Don't be an arse. A baby can't buy their own gift, can they.

londonrach · 11/03/2023 13:21

Until the child is old enough to do mother's day it's abit a proper mother's day. My DH just did a card which tbh is all that needed. DD old enough and very excited this year....a hand made card would be the best gift a mother could get. One of friends 5 year old lad who was none verbal saved up and said mum on mother day....his school been working on it. My friend said honestly it was the best gift he could give her. His language is getting there slowly.

lap90 · 11/03/2023 13:22

I don't see what the issue is. With the amount of threads on here complaining about gifts received on such occasions or lack thereof, i couldn't get mad about something like this.

Luredbyapomegranate · 11/03/2023 13:23

Does think think MD is like birthdays?? In which case tell him it’s just lunch out and and a card ir whatever and to get that sorted.

TinaTotal · 11/03/2023 13:37

I've booked lunch out for Mother's Day. I decided where I wanted to go, booked the table and sent the reservation to DH. No point being disappointed on the day is there?

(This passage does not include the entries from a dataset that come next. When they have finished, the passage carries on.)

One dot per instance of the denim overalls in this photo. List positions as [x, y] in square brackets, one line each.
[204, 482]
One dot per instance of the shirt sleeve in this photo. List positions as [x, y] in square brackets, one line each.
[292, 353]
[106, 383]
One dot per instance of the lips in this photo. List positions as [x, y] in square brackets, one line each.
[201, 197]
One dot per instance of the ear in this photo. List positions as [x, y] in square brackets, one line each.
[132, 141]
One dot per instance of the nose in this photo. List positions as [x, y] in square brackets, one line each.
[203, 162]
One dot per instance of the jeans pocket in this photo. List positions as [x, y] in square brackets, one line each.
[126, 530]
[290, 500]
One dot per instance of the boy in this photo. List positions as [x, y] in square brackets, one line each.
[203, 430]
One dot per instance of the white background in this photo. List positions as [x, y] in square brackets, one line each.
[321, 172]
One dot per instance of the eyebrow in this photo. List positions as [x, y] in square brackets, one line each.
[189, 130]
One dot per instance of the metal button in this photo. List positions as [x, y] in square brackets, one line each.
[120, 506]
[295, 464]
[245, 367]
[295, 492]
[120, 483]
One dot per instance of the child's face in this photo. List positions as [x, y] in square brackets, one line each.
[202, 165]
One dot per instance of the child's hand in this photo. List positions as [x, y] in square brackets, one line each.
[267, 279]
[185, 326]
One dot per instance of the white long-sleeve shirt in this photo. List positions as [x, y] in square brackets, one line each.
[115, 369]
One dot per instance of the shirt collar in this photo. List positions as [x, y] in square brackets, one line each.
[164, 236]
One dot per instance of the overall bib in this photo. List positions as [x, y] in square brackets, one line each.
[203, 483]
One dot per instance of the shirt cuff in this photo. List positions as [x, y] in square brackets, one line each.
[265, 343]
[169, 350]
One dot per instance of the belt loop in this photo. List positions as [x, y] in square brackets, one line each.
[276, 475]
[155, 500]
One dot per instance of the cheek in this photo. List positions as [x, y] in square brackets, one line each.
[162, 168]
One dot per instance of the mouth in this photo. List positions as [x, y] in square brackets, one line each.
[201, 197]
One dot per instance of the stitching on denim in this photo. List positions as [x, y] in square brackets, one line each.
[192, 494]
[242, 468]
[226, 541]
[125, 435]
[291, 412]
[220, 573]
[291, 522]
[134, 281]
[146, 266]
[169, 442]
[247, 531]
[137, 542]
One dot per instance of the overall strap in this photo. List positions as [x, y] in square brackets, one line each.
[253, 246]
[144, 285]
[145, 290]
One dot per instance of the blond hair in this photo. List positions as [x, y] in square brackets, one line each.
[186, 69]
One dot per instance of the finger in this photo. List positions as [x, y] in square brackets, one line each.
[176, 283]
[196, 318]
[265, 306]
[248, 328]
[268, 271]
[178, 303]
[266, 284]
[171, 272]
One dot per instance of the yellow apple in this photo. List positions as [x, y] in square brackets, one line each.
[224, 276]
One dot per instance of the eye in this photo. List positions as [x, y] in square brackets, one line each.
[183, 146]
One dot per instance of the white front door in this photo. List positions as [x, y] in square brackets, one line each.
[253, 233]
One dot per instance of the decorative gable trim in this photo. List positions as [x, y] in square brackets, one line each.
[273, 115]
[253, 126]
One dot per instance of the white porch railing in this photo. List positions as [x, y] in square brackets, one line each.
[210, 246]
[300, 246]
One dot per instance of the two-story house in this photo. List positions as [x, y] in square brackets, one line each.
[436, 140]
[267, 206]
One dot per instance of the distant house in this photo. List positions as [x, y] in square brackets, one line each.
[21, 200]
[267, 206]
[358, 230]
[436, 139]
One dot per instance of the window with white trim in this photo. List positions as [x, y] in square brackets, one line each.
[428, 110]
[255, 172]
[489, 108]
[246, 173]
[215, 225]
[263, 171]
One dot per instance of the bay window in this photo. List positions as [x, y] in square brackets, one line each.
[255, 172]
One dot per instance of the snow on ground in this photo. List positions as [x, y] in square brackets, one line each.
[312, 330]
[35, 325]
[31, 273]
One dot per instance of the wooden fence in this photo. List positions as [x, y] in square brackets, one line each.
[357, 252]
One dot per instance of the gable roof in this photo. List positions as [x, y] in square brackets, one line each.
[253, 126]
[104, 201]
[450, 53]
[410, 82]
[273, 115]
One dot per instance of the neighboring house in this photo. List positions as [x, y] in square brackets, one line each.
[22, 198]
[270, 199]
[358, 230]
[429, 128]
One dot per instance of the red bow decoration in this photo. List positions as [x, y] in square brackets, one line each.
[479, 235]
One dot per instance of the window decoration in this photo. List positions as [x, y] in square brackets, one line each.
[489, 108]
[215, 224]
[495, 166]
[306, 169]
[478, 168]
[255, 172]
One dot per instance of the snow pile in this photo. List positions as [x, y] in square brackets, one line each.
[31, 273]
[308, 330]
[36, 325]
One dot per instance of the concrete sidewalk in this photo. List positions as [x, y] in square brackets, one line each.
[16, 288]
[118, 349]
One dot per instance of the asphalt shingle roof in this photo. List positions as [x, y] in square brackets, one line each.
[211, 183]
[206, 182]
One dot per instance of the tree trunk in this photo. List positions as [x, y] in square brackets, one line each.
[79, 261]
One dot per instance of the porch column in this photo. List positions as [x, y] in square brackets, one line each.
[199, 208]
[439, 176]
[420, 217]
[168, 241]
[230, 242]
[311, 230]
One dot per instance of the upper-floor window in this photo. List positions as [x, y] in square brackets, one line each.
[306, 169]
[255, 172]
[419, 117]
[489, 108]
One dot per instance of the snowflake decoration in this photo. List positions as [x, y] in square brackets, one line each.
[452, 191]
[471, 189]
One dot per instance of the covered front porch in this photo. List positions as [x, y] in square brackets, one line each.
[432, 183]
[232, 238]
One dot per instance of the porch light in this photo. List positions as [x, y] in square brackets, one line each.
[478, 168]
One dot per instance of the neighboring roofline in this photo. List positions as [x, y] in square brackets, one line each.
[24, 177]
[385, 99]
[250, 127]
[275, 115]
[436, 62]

I don't expect a gift from DH or any of the kids but a homemade card would be lovely or some flowers or something.

I also have a shared note on my phone with things I'd like that I update when I see or think of something and this way he always has ideas of what to get for birthdays/Xmas/Mother's Day if he wants to treat me. (Kids do this too with their wish lists) why be disappointed?

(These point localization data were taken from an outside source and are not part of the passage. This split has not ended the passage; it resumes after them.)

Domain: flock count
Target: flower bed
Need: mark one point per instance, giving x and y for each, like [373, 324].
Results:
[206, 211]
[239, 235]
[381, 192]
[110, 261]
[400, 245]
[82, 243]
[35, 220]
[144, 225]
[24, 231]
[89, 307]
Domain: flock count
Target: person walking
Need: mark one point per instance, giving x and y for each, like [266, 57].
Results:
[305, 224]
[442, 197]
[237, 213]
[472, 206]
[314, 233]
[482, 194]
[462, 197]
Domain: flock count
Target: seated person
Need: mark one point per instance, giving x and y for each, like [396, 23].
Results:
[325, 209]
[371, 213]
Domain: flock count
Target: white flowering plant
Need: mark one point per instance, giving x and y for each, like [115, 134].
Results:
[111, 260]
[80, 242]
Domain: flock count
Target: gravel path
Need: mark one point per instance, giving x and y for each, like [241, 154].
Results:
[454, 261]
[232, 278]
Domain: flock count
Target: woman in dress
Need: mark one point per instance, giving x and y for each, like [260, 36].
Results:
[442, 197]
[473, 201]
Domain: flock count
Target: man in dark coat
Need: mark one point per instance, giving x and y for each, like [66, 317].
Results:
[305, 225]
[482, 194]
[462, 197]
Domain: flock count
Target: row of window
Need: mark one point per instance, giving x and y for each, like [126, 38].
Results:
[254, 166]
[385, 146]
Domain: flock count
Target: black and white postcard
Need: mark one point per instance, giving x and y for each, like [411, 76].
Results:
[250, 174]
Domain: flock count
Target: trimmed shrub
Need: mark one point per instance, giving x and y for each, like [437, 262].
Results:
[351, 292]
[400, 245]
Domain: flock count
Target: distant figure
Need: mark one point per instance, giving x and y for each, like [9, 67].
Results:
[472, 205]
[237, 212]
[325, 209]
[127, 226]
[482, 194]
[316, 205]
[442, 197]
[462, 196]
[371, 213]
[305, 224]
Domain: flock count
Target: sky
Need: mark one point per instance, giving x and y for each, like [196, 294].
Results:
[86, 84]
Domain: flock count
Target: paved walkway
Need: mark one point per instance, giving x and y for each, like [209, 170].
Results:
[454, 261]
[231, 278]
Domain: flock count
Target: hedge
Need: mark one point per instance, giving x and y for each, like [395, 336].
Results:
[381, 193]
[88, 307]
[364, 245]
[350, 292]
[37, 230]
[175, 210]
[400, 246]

OP give him a list of ideas this year/next year, he'll soon get into the swing of things.

mindutopia · 11/03/2023 13:47

I ask Dh every birthday and Father’s Day and Christmas what he wants because I’m rubbish at gifts. I think it’s perfect okay to ask. It means he does what it to be nice and wants you to have something you actually like.

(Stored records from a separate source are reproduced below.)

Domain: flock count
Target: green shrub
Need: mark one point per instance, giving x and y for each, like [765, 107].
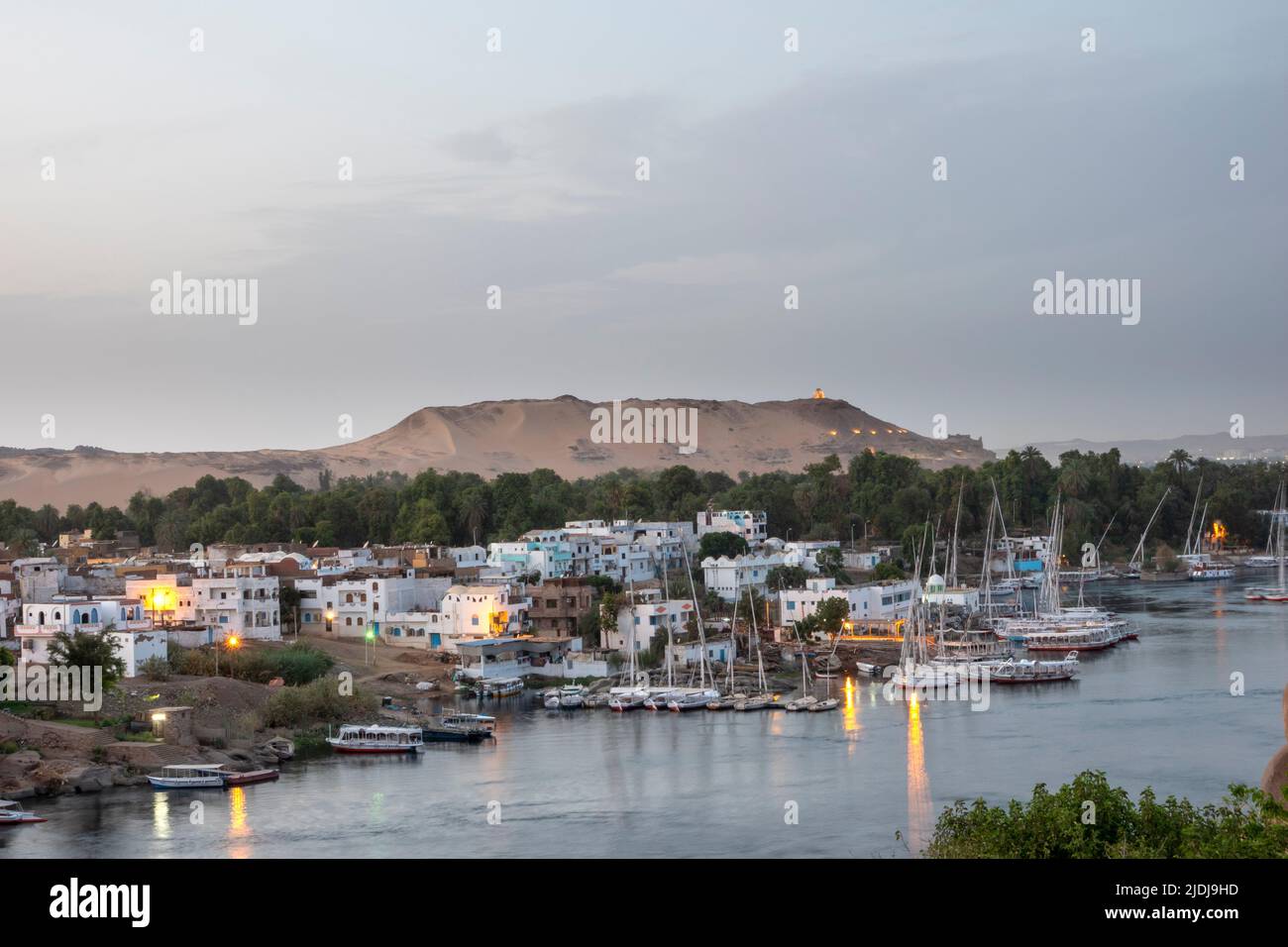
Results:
[155, 669]
[320, 699]
[1248, 823]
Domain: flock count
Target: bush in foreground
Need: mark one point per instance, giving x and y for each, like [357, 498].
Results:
[1090, 818]
[321, 699]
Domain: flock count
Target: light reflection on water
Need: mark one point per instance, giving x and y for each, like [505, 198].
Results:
[1157, 711]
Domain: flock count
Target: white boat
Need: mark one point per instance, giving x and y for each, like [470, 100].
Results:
[692, 699]
[476, 720]
[1274, 592]
[1026, 671]
[369, 738]
[189, 776]
[13, 814]
[1209, 571]
[630, 699]
[498, 686]
[803, 702]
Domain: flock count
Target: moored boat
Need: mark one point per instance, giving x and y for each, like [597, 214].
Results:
[189, 776]
[691, 699]
[13, 814]
[252, 777]
[375, 738]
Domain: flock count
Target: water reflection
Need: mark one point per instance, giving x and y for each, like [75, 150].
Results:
[239, 828]
[161, 814]
[918, 784]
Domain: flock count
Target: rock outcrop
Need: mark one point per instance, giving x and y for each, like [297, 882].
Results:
[1275, 779]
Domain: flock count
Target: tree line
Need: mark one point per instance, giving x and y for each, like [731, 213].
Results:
[881, 496]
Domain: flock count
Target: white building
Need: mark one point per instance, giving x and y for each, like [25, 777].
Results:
[751, 525]
[465, 612]
[76, 613]
[596, 551]
[349, 605]
[638, 624]
[875, 600]
[243, 599]
[730, 578]
[39, 579]
[961, 595]
[468, 557]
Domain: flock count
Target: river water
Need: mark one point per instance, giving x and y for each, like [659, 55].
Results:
[867, 781]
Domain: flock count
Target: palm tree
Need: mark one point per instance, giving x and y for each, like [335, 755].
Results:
[1180, 460]
[1029, 458]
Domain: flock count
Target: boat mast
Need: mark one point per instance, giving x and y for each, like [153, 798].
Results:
[697, 609]
[1140, 547]
[1190, 530]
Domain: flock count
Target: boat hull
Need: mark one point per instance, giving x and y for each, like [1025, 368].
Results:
[198, 783]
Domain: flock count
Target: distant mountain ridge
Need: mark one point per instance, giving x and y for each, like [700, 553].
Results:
[1150, 451]
[496, 437]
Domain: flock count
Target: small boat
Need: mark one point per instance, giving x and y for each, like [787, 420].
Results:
[802, 702]
[632, 699]
[454, 733]
[728, 702]
[480, 720]
[376, 738]
[698, 699]
[658, 701]
[282, 748]
[189, 776]
[1207, 571]
[13, 814]
[498, 686]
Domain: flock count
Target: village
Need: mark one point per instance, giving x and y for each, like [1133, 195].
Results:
[566, 604]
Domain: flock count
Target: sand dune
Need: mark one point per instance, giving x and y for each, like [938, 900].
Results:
[496, 437]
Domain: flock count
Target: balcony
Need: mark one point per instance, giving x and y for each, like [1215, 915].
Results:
[35, 630]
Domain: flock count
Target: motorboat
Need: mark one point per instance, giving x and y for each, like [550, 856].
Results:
[13, 814]
[376, 738]
[189, 776]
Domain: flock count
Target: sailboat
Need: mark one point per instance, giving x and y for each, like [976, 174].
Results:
[763, 698]
[1137, 557]
[631, 696]
[690, 698]
[1276, 530]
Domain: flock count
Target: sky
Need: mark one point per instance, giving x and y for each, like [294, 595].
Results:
[518, 169]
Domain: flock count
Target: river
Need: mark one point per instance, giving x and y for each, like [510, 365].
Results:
[1157, 711]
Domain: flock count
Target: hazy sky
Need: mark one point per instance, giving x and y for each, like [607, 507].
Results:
[518, 169]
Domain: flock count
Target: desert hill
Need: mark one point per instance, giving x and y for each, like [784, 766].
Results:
[496, 437]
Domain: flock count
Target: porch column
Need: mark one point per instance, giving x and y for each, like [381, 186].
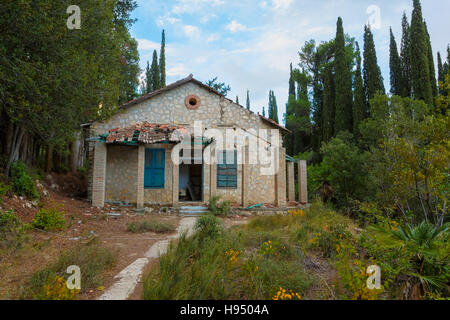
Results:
[140, 177]
[291, 181]
[302, 182]
[99, 175]
[245, 176]
[280, 179]
[175, 183]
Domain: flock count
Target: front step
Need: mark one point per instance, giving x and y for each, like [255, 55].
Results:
[193, 211]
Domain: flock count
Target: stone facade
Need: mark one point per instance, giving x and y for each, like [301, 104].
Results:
[122, 167]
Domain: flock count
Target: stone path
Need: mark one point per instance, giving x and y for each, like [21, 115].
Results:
[128, 278]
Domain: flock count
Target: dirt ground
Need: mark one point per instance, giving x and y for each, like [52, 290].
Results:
[84, 222]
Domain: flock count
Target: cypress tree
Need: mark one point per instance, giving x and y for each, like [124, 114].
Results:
[373, 80]
[329, 105]
[248, 100]
[148, 79]
[162, 60]
[343, 82]
[154, 72]
[420, 69]
[395, 67]
[431, 63]
[360, 111]
[291, 84]
[405, 54]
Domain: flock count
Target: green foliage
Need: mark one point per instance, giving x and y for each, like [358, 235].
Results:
[22, 182]
[49, 219]
[12, 231]
[219, 209]
[93, 260]
[150, 226]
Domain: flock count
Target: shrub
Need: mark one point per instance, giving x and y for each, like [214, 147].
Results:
[151, 225]
[50, 219]
[93, 261]
[11, 231]
[208, 227]
[222, 209]
[22, 182]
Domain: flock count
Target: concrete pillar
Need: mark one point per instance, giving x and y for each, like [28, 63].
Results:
[302, 182]
[175, 183]
[99, 175]
[280, 179]
[291, 181]
[140, 177]
[245, 176]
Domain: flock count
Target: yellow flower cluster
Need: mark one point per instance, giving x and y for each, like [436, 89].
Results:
[233, 255]
[297, 213]
[56, 289]
[284, 294]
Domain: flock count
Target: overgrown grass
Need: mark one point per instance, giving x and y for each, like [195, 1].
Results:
[92, 259]
[228, 264]
[153, 225]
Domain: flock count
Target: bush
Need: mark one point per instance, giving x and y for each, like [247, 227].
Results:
[208, 227]
[22, 182]
[93, 261]
[151, 225]
[222, 209]
[12, 231]
[50, 219]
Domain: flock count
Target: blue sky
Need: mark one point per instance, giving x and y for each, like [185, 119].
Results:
[249, 44]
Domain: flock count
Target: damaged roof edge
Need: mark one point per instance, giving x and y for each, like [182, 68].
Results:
[188, 79]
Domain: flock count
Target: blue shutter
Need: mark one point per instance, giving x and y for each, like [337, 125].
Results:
[154, 168]
[227, 172]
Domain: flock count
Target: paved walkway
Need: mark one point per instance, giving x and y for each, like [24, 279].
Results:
[128, 278]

MavisMcMinty · 11/03/2023 13:52

@lanthanum - good idea about the thread, but then we won’t be able to eyeroll for the inevitable “why didn’t my DH give me a present from my 4-day old newborn, waaaaaaah!” threads

NiceHotCuppaCoffee · 11/03/2023 13:56

I used to just hope people knew me well (father if the children) enough to get me what I liked or needed, it wasn't the case until my children became adults that happened.

I love most of their gifts now and I am being made a bespoke afternoon tea.